This application claims the priority benefit of Taiwan application serial no. 112138276, filed on Oct. 5, 2023. The entirety of the above-mentioned patent application is hereby incorporated by reference herein and made a part of this specification.
The disclosure relates to an image processing technology, and in particular to an image processing method and an image processing apparatus for video conferencing.
In the interface of a video conferencing software, a real-time image of the speaker is usually displayed in a certain area of the screen, so that the audience may see the expression and/or gestures of the speaker, which may even make the speech more interesting and the atmosphere more lively. However, since the position and size of the area presenting the image are fixed, the image may block the content of the presentation, prohibiting the audience from reading the presentation easily.
The disclosure provides an image processing method and an image processing apparatus for video conferencing, which can display real-time images in a suitable background area.
The image processing method for video conferencing according to an embodiment of the disclosure includes (but is not limited to) the following. One or more background areas in a shared screen are identified. Whether a size of the one or more background areas conforms to a size of a character representative image is determined. The character representative image is presented in a background area conforming to the size of the character representative image.

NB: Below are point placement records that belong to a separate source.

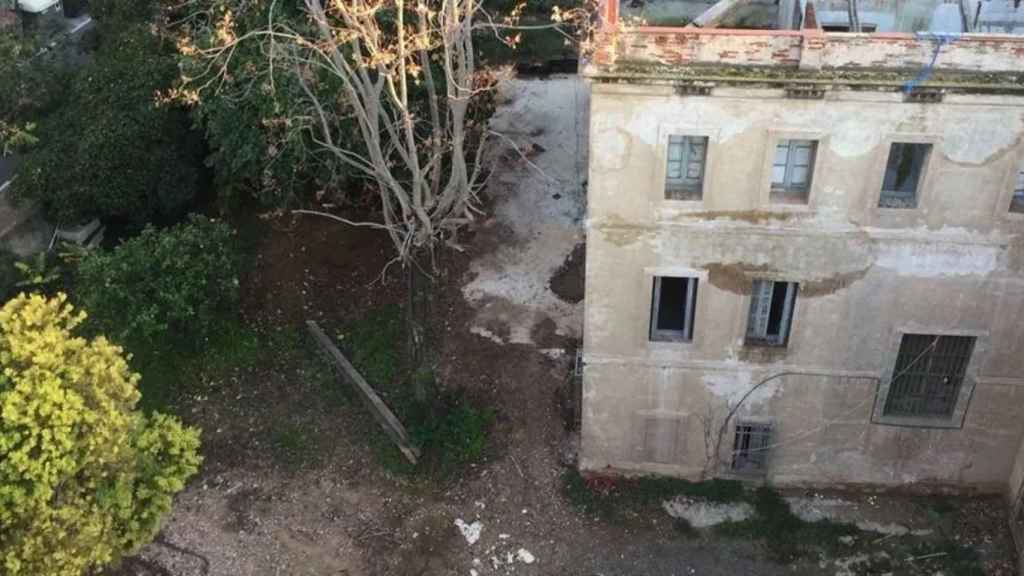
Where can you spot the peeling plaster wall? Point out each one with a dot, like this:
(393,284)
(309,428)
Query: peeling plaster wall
(866,275)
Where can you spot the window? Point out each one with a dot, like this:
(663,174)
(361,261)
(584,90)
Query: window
(672,309)
(928,375)
(903,171)
(865,28)
(750,447)
(791,172)
(771,313)
(684,175)
(1017,203)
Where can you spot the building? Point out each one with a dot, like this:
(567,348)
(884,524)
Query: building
(805,256)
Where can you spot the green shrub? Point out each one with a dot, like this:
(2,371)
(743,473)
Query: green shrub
(122,10)
(455,435)
(9,276)
(175,283)
(113,151)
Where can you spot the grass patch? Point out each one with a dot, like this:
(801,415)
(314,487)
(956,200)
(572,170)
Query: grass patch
(293,444)
(610,497)
(374,344)
(450,429)
(786,536)
(169,370)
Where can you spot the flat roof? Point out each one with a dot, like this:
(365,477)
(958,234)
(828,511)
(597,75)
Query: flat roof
(994,16)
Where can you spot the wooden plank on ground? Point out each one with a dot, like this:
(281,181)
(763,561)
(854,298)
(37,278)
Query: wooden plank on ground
(381,412)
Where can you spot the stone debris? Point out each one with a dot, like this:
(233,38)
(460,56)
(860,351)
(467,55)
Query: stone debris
(523,556)
(701,513)
(818,508)
(471,532)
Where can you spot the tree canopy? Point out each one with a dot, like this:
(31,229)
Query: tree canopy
(114,150)
(84,477)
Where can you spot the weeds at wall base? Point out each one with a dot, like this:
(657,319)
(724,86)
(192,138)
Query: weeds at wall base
(786,538)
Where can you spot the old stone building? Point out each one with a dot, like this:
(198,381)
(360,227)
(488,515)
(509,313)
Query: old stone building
(805,251)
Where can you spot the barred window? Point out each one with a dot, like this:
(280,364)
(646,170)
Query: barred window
(684,175)
(750,447)
(792,168)
(771,313)
(1017,204)
(928,375)
(903,173)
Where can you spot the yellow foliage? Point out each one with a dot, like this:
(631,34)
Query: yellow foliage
(84,477)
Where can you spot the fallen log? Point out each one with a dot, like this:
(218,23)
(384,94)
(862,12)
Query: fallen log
(392,426)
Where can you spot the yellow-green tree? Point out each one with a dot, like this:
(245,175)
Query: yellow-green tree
(85,478)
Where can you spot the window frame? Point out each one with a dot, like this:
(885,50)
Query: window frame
(919,188)
(1004,207)
(786,188)
(654,334)
(769,198)
(964,395)
(825,26)
(755,430)
(1017,194)
(920,365)
(696,189)
(876,215)
(788,312)
(668,207)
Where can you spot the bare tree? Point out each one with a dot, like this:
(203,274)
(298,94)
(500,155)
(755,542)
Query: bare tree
(399,74)
(407,80)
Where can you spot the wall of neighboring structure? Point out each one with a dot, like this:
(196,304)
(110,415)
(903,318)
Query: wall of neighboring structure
(954,264)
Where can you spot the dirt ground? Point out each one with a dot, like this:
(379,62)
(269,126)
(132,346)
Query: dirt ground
(292,483)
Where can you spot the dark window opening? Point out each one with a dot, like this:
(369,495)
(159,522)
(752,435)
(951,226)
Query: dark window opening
(771,312)
(928,375)
(1017,202)
(792,168)
(865,28)
(685,167)
(672,309)
(750,447)
(903,171)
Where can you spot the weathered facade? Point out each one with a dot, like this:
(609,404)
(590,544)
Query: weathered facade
(805,251)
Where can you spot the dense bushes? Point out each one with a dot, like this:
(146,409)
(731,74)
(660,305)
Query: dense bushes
(171,286)
(84,477)
(113,150)
(258,121)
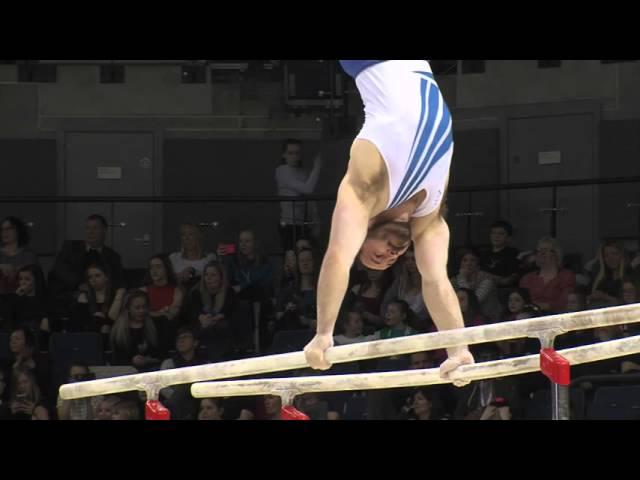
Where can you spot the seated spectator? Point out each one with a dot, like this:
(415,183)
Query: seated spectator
(28,305)
(14,252)
(134,337)
(272,406)
(519,302)
(293,181)
(352,327)
(190,261)
(396,322)
(81,408)
(210,409)
(551,284)
(289,270)
(177,398)
(297,304)
(630,292)
(99,306)
(368,296)
(69,271)
(211,306)
(316,407)
(165,298)
(423,406)
(608,273)
(481,283)
(126,409)
(23,348)
(501,260)
(407,286)
(5,379)
(27,402)
(470,307)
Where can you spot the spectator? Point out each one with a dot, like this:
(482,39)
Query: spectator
(212,303)
(470,307)
(289,271)
(81,408)
(407,286)
(297,304)
(178,398)
(519,301)
(250,275)
(5,411)
(165,297)
(210,409)
(422,406)
(395,321)
(99,306)
(29,307)
(23,348)
(352,328)
(134,337)
(14,253)
(190,261)
(501,260)
(609,273)
(368,296)
(69,271)
(316,407)
(551,284)
(292,181)
(272,407)
(576,302)
(27,402)
(480,282)
(126,409)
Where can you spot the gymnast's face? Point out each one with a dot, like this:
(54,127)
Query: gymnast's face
(384,245)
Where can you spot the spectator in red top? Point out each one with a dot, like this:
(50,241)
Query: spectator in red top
(550,285)
(165,298)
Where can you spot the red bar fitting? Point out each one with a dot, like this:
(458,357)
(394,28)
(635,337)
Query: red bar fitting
(154,410)
(290,413)
(555,366)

The image processing apparatus for video conferencing according to an embodiment of the disclosure includes (but is not limited to) a storage and a processor. The storage is configured to store program codes. The processor is coupled to the storage. The processor loads the program codes and is configured to perform the following. One or more background areas in a shared screen are identified. Whether a size of the one or more background areas conforms to a size of a character representative image is determined. The character representative image is presented in a background area conforming to the size of the character representative image.
Based on the above, in the image processing method and the image processing apparatus for video conferencing according to the embodiment of the disclosure, the position and size of the background area on the shared screen can be analyzed, and the character representative image can be presented in the background area conforming to the size. In this way, the character representative image covering the briefing content can be avoided, and the audience can smoothly see the complete briefing content information.
In order to make the above-mentioned features and advantages of the disclosure more obvious and easy to understand, the embodiment is specifically mentioned below and explained in detail with reference to the attached drawings.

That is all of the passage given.